South Africa’s long road to economic growth
About a 10th of the targeted measures South Africa requires to tackle anemic economic growth have been fully implemented over the past 18 months, a new tracker showed.
The gauge, developed by research firm Krutham for Business Leadership South Africa, reflects a “good news” story, with 26 reform deliverables reported as complete out of about 240 that were required, the lobby group’s Chief Executive Officer, Busi Mavuso, said in a foreword to the Reform Momentum Indicator.
“We were very deliberate, we were very intentional as the business community that for us to have a step change in our economy, we need to implement reforms,” Mavuso told a briefing on the tracker in Johannesburg on Thursday.
“This is going to be an important intervention to ensure that we grow our economy and so that we can attract the much-needed investment.”
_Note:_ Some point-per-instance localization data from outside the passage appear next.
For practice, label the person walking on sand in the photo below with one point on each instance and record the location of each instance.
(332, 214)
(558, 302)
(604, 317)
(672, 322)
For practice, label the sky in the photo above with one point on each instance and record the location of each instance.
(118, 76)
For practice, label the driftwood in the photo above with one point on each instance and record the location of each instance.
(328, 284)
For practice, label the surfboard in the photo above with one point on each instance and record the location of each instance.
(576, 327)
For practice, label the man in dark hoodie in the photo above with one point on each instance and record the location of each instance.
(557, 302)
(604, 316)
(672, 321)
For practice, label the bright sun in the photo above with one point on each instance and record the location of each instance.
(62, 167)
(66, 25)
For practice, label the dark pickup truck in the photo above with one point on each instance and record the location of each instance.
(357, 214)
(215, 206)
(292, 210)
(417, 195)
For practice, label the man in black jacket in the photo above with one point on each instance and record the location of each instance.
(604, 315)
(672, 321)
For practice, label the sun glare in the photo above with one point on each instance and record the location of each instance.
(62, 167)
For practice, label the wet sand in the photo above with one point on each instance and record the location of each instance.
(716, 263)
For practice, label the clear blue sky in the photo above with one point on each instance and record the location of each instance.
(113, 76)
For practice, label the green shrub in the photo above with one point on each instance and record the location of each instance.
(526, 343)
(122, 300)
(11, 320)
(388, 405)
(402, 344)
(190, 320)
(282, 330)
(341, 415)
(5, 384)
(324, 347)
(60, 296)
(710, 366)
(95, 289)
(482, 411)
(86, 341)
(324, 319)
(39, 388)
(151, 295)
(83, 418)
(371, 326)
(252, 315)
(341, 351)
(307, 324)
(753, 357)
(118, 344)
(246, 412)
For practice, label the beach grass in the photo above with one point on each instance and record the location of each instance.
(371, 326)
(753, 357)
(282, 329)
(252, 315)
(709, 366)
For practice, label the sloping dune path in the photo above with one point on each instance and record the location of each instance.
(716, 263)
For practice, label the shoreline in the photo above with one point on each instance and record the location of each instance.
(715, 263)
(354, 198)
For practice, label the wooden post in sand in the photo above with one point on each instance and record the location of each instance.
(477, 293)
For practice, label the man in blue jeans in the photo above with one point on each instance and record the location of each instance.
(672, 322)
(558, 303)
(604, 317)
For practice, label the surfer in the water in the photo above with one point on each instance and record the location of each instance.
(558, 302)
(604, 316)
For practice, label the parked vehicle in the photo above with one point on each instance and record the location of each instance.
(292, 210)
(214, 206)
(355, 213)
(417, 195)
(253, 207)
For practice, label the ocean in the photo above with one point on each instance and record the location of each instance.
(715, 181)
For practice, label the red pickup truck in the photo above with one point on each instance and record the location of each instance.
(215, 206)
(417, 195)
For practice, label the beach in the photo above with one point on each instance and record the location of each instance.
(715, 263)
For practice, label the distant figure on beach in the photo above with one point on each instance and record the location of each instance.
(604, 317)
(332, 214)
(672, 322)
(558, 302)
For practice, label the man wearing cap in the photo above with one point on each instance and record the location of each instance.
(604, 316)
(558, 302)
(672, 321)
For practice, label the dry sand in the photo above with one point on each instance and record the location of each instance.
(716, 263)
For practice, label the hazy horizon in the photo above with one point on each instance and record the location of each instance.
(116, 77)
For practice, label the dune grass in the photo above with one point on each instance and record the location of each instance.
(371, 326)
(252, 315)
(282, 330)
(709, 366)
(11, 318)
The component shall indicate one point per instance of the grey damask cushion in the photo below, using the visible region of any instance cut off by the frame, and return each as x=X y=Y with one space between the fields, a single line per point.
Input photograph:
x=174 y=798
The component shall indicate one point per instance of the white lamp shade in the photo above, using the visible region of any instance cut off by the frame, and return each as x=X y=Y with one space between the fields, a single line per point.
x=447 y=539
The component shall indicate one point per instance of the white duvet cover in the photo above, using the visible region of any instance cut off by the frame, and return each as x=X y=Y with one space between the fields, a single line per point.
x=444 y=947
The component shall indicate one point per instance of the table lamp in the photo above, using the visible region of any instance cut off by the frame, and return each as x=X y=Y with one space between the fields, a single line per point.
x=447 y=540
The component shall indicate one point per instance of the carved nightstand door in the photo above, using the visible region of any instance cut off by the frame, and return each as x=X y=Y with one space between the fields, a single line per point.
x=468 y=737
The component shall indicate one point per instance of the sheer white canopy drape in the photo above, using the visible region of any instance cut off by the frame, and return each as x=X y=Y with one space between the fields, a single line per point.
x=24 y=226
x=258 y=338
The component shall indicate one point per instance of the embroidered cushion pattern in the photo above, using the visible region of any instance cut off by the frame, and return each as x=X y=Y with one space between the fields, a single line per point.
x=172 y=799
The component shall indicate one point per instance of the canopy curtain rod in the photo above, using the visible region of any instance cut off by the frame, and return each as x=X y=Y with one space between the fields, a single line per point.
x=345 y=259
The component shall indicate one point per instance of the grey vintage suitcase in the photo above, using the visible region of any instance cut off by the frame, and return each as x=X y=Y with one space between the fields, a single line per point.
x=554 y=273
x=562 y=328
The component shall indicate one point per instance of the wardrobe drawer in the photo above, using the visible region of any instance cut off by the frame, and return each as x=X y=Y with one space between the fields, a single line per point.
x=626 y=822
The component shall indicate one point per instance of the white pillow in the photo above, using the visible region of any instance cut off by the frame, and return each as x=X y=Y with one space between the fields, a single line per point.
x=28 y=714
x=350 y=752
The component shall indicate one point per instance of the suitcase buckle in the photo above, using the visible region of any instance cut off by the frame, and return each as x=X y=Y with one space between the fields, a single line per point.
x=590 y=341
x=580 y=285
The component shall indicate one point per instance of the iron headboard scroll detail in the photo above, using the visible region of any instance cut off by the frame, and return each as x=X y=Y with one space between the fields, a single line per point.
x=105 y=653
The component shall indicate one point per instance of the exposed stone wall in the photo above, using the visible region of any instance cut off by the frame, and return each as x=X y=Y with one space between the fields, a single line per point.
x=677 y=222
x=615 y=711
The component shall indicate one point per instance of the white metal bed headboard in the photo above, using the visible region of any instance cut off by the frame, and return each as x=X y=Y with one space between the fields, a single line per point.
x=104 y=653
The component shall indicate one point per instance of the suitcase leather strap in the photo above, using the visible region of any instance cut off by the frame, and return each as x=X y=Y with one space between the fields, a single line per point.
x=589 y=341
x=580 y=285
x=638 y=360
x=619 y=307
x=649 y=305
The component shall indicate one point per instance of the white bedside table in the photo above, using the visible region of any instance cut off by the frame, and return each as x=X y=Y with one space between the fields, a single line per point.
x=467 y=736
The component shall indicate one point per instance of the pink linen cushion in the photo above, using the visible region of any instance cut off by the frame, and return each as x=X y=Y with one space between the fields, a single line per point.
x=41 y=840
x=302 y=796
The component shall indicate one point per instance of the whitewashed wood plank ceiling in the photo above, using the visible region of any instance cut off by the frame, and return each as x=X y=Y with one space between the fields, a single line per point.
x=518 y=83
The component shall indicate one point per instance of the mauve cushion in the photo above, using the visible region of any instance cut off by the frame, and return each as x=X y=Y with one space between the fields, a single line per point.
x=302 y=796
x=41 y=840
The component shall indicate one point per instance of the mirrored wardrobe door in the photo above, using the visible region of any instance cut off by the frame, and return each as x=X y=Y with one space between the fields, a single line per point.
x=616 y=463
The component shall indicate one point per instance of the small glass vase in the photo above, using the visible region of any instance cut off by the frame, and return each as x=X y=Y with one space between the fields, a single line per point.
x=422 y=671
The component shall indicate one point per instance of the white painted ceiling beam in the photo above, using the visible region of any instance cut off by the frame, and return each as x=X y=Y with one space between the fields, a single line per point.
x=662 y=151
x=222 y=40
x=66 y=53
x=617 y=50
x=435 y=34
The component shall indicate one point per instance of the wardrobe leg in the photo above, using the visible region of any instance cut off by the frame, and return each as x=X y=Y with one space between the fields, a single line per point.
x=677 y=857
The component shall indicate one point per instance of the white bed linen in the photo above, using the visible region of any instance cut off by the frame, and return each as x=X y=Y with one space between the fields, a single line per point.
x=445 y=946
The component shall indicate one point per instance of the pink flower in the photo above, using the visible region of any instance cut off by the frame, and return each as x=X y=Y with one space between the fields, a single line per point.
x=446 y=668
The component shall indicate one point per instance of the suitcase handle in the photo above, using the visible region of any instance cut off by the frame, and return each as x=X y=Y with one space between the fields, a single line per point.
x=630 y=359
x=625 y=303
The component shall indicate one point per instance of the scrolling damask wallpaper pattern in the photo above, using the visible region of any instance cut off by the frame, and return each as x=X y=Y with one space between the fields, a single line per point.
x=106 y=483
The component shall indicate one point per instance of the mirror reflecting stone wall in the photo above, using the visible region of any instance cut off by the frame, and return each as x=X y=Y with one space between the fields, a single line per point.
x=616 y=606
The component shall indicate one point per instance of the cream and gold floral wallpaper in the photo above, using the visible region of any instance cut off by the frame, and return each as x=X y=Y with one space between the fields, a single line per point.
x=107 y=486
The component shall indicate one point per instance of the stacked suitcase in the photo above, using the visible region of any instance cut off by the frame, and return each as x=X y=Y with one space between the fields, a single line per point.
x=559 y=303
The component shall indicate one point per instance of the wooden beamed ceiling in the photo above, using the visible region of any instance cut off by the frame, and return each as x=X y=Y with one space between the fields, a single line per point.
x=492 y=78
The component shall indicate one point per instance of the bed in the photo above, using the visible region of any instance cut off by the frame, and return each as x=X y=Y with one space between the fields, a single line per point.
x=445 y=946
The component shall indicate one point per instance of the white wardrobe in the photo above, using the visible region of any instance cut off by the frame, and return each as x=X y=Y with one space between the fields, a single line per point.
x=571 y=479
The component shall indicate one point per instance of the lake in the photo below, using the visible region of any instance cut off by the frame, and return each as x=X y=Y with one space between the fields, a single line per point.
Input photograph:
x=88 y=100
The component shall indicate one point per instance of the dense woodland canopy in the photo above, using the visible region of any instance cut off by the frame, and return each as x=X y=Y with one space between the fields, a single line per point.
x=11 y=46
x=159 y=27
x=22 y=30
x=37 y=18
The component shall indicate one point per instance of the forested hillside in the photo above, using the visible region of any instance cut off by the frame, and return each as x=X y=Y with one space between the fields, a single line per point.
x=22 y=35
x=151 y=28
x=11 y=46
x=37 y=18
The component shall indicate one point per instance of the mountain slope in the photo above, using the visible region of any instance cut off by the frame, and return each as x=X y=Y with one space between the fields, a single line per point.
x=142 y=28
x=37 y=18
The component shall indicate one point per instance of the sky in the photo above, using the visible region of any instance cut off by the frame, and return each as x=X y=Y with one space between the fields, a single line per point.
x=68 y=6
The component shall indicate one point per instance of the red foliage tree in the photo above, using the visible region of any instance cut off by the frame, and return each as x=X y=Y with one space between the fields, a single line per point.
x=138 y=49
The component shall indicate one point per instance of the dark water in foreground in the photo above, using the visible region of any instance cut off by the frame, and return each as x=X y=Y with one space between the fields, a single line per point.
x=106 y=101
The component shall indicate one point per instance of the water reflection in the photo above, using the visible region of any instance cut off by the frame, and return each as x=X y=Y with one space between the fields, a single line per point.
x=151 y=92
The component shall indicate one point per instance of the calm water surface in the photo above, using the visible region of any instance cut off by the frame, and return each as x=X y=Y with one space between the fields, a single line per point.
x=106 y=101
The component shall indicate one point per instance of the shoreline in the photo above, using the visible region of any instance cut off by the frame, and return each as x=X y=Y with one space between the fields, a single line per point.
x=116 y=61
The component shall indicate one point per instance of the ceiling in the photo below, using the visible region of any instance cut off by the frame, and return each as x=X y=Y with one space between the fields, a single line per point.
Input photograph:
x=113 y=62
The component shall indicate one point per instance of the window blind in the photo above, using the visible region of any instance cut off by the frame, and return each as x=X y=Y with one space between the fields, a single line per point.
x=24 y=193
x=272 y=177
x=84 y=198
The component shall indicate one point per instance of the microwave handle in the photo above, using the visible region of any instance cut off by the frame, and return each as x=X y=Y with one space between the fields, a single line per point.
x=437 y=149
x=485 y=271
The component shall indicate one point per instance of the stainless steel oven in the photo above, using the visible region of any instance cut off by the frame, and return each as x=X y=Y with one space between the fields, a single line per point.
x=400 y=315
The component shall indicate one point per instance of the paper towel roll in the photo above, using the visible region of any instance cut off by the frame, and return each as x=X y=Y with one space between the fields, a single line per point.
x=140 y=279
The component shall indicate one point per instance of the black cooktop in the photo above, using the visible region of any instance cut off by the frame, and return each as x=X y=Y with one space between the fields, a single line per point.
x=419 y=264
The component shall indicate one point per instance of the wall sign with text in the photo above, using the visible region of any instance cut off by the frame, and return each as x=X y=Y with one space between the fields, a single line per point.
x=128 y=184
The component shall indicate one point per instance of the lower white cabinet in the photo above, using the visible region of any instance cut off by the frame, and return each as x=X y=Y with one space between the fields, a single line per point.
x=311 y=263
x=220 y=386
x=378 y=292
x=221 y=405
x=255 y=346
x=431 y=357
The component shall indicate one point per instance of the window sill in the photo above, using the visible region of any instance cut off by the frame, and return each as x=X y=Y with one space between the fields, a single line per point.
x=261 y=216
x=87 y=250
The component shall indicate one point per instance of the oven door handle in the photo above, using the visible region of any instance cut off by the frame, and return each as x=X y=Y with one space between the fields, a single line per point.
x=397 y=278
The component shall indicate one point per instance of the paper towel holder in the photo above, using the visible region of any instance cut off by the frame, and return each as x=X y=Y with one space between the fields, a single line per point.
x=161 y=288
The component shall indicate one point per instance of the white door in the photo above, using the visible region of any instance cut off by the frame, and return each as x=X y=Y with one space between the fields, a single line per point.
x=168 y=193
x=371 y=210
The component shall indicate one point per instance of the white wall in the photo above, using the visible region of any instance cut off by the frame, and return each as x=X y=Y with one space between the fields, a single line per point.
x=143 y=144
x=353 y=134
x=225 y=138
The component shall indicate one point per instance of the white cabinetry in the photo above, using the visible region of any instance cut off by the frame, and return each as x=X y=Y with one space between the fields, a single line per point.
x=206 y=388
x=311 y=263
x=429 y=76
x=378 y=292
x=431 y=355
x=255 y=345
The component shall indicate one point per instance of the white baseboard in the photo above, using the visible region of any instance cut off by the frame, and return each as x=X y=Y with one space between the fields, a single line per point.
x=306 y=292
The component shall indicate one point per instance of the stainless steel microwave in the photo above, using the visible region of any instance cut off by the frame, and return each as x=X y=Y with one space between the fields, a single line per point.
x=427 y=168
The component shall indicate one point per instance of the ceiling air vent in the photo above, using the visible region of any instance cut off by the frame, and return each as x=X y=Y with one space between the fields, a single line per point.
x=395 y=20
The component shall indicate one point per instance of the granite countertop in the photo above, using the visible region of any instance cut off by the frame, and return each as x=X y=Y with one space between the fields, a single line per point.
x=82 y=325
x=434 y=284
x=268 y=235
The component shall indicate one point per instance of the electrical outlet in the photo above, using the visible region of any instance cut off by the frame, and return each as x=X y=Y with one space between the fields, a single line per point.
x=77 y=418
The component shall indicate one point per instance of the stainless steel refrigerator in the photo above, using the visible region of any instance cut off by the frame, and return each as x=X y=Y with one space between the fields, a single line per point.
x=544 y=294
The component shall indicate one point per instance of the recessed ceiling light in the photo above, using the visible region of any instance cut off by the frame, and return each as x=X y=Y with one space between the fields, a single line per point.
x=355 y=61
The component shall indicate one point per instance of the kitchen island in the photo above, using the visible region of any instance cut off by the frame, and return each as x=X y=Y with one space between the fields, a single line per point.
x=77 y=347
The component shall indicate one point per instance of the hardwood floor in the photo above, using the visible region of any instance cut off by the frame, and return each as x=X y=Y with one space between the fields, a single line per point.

Africa’s largest economy has expanded by less than 1% a year for more than a decade, constrained by graft, underinvestment in infrastructure, logistics snarls, and insufficient energy supply.
President Cyril Ramaphosa has previously estimated that the country needs as much as R1.6 trillion in public-sector infrastructure investment and a further R3.2 trillion from the private sector by 2030.
The tracker in part assesses the work done by Operation Vulindlela, a unit within the presidency Ramaphosa set up in October 2020 to fast track reforms to fire up the economy.
In May, Ramaphosa unveiled a second phase of the program that is focused on overhauling dysfunctional municipalities, driving the adoption of digital technologies and addressing apartheid-era spatial planning.
The “tracker will strengthen the culture of delivery that we need to embed into government,” Deputy Finance Minister Ashor Sarupen said.
“The reforms that we are working on now will define our economic trajectory in the next 10 to 15 years.”
The quarterly index seeks to track and compare progress in various areas including economic management, governance and the criminal-justice sector. It also indicated that progress had been made in easing energy and logistics constraints.
BLSA said more work still needs to be done.
“South Africa is in a situation where, despite a still healthy appetite from the private sector to develop renewable-energy power plants, there is insufficient transmission capacity to accommodate the demand,” the lobby group said.
About 14,000 kilometres of new transmission lines are needed to expand grid capacity, and the National Transmission Company South Africa has announced plans to spend R112 billion over five years to connect as much as 30 gigawatts of generation capacity, it added.
In the transport and logistics sector, “implementation remains patchy, with institutional progress overshadowed by persistent operational failures that continue to constrain exports and economic growth,” BLSA said.